Volcker and Wolin gave an overview of how implementing more restrictions on large banks would make sure that in the future America does not have to bail out banks that are “too big too fail”.
The “Volcker rule” would prevent banks from using their clients as a front in order to make money that will not serve said clients.
Many of the committee members had concerns over what would be considered proprietary trading and how there would be a check system on banks to ensure that there would not be a way around restrictions.
“The legislative language, I think, has to be pretty clear,” said Volcker.

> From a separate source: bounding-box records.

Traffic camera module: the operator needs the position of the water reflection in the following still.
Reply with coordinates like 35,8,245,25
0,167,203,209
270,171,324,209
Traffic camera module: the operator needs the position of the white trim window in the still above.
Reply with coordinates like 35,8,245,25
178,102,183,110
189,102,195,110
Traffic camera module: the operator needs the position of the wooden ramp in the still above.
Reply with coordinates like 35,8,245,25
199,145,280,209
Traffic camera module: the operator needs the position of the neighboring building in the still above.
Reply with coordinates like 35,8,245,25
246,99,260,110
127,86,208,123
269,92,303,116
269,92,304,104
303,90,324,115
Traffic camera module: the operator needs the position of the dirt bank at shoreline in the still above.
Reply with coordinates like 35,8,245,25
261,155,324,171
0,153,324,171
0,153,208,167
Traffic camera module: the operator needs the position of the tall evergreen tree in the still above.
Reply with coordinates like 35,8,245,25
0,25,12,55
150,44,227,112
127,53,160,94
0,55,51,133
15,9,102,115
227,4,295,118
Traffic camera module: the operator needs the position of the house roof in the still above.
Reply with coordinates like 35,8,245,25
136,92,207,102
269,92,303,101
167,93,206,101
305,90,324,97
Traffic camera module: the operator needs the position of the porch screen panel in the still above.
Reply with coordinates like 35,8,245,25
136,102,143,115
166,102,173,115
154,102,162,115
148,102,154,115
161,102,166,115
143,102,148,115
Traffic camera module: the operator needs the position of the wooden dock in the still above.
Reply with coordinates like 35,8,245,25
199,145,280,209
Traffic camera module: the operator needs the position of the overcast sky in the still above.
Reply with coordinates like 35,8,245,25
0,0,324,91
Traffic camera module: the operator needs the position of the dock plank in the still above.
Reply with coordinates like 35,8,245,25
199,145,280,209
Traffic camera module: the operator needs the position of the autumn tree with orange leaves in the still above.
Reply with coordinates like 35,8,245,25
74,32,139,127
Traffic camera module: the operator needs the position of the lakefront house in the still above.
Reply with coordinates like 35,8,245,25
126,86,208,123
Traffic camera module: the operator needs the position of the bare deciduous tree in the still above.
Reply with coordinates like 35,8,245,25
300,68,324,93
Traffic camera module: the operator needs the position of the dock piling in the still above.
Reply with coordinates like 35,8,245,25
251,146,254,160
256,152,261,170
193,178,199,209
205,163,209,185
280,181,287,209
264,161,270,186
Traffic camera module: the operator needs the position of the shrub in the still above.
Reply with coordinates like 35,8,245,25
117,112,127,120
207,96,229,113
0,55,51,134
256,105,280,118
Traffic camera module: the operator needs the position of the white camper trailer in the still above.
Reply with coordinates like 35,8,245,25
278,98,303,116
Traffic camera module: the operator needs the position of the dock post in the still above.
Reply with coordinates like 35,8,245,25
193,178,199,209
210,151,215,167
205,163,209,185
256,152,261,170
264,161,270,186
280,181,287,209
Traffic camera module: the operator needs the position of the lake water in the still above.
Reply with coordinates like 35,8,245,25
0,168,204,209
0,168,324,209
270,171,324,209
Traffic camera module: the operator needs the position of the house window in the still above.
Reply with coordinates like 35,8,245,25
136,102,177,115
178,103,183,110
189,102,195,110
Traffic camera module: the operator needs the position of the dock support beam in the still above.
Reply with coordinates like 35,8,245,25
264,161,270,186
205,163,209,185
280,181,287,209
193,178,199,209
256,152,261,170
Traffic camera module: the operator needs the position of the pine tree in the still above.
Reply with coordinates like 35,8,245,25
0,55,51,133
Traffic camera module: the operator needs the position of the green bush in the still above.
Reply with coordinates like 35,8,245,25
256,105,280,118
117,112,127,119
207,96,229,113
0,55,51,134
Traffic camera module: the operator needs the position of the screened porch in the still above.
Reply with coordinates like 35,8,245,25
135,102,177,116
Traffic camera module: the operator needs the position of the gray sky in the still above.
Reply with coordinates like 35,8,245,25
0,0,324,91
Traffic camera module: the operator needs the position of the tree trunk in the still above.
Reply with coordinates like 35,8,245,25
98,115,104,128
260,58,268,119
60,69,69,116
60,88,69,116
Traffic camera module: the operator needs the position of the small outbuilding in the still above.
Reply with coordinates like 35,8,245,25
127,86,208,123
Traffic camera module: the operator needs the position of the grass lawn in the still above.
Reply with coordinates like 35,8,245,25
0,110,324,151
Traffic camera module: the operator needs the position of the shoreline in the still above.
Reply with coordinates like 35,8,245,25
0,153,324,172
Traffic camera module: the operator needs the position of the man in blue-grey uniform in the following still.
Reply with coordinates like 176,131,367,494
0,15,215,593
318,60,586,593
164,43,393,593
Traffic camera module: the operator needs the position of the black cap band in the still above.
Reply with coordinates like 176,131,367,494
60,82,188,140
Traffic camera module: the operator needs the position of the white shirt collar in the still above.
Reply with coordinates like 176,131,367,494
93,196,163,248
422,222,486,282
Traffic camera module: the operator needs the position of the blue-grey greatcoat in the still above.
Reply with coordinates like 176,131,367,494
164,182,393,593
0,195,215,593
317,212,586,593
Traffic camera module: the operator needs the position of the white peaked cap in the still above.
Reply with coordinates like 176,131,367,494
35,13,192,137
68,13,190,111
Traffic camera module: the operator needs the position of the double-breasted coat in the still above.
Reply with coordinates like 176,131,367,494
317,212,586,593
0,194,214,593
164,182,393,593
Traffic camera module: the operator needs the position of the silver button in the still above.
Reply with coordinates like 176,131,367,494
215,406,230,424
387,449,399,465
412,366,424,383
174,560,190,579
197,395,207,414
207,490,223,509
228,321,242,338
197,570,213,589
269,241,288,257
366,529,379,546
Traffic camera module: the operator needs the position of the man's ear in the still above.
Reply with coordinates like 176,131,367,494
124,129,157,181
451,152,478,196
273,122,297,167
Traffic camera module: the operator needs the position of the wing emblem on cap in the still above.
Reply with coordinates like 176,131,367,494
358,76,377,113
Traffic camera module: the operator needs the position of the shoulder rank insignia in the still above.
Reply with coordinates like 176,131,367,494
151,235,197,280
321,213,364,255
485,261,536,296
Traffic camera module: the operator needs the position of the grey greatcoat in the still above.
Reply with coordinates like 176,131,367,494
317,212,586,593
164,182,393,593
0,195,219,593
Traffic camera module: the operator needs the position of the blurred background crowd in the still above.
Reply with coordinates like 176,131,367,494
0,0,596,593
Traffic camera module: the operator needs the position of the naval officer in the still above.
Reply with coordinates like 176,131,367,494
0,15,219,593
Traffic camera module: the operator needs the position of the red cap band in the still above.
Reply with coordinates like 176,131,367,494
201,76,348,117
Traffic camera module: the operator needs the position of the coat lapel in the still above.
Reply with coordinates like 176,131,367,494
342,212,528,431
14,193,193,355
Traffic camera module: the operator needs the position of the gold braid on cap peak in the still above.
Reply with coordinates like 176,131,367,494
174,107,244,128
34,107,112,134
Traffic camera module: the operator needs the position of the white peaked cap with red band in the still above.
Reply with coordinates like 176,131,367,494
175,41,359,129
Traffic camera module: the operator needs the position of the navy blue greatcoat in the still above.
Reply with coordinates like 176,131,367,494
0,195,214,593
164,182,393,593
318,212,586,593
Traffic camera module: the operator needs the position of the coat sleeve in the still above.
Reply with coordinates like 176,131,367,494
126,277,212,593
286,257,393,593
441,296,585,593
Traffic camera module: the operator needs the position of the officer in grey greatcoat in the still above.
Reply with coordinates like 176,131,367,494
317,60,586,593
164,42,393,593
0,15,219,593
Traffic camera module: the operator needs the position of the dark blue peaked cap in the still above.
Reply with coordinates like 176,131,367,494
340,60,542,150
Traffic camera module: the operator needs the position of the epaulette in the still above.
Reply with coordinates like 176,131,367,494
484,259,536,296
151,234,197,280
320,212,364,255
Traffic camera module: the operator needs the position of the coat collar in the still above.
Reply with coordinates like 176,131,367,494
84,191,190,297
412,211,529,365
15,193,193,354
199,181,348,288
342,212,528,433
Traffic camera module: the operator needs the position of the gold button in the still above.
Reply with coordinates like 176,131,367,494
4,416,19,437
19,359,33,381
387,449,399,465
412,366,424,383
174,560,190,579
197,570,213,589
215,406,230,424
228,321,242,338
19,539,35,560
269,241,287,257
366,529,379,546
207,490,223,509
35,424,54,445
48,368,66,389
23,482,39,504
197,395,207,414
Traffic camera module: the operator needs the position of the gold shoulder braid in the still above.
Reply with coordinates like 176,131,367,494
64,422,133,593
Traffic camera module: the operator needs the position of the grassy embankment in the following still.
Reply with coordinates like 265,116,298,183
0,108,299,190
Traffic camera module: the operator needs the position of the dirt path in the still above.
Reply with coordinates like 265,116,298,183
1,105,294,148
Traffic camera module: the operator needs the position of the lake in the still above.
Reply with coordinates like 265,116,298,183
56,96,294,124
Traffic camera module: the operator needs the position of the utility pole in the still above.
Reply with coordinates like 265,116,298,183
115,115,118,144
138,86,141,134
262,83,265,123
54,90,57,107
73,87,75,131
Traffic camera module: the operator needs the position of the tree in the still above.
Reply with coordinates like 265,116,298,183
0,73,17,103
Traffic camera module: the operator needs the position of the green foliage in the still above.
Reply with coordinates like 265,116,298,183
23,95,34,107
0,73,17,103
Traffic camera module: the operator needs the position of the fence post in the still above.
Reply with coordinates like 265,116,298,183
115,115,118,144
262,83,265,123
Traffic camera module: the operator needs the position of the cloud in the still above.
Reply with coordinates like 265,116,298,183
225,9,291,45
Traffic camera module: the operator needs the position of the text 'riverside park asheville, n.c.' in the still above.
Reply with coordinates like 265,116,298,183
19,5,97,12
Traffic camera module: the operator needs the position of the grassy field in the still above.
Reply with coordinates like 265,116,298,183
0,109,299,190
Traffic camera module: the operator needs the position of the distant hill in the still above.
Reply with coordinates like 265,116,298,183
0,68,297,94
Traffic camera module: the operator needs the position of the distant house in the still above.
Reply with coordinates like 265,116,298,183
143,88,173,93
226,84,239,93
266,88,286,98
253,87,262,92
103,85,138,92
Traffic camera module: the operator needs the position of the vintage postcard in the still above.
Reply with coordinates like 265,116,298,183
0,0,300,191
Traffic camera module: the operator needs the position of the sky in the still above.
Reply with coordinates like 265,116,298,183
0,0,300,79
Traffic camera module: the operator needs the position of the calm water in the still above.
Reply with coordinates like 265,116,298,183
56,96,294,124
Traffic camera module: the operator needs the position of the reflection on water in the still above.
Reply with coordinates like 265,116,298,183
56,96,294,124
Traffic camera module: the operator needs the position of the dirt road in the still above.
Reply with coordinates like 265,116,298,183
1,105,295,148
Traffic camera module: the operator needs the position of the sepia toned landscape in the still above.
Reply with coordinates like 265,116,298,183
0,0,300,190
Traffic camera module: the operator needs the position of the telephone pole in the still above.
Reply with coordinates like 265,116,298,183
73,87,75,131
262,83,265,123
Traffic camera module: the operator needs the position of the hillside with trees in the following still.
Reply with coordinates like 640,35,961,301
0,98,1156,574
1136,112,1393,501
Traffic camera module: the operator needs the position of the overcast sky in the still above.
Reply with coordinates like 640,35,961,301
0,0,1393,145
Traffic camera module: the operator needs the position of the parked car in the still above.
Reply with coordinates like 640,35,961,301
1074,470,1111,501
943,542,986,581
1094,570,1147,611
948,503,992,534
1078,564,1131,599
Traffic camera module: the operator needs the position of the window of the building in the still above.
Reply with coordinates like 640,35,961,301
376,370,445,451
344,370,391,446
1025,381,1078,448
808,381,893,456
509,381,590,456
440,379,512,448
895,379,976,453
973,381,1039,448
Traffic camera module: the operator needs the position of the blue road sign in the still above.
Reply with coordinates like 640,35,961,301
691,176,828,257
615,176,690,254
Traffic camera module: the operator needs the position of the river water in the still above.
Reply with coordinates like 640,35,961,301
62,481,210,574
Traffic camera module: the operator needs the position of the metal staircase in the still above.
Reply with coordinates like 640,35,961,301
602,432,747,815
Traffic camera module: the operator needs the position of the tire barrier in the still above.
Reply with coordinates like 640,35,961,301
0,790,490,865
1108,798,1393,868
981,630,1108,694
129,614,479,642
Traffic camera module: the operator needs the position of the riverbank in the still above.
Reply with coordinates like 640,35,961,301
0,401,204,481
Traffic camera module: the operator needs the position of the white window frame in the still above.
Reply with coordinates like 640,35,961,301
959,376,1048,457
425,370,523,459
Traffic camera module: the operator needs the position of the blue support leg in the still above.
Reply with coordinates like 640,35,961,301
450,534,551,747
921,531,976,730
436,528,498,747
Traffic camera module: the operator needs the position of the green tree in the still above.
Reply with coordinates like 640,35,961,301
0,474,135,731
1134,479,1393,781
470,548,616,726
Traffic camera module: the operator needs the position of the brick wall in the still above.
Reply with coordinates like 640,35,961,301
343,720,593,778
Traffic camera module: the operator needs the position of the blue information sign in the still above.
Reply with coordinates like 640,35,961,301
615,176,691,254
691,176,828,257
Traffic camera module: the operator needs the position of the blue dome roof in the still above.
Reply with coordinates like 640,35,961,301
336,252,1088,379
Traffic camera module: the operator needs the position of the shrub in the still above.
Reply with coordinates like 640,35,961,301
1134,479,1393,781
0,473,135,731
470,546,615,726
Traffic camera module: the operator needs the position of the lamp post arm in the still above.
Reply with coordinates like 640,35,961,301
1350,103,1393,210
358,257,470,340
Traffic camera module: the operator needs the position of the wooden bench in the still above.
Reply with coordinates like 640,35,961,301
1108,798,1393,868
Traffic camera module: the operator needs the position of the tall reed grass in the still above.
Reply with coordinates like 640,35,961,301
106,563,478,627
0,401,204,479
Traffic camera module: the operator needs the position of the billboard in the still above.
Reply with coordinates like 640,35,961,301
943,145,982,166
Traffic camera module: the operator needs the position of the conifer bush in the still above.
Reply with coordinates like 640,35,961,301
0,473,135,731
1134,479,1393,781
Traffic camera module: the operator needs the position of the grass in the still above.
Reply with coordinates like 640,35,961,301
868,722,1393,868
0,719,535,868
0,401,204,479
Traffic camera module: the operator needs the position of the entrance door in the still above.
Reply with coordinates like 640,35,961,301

Wolin made it clear that financial innovation is vital to the American economy and that financial institutions must bear risk on their own rather then the taxpayers.
Chairman Christopher J. Dodd expressed support for the proposal, but gave warning that he would not “beg for a sixtieth vote.”
There will be a follow up hearing on this matter Thursday with academic experts.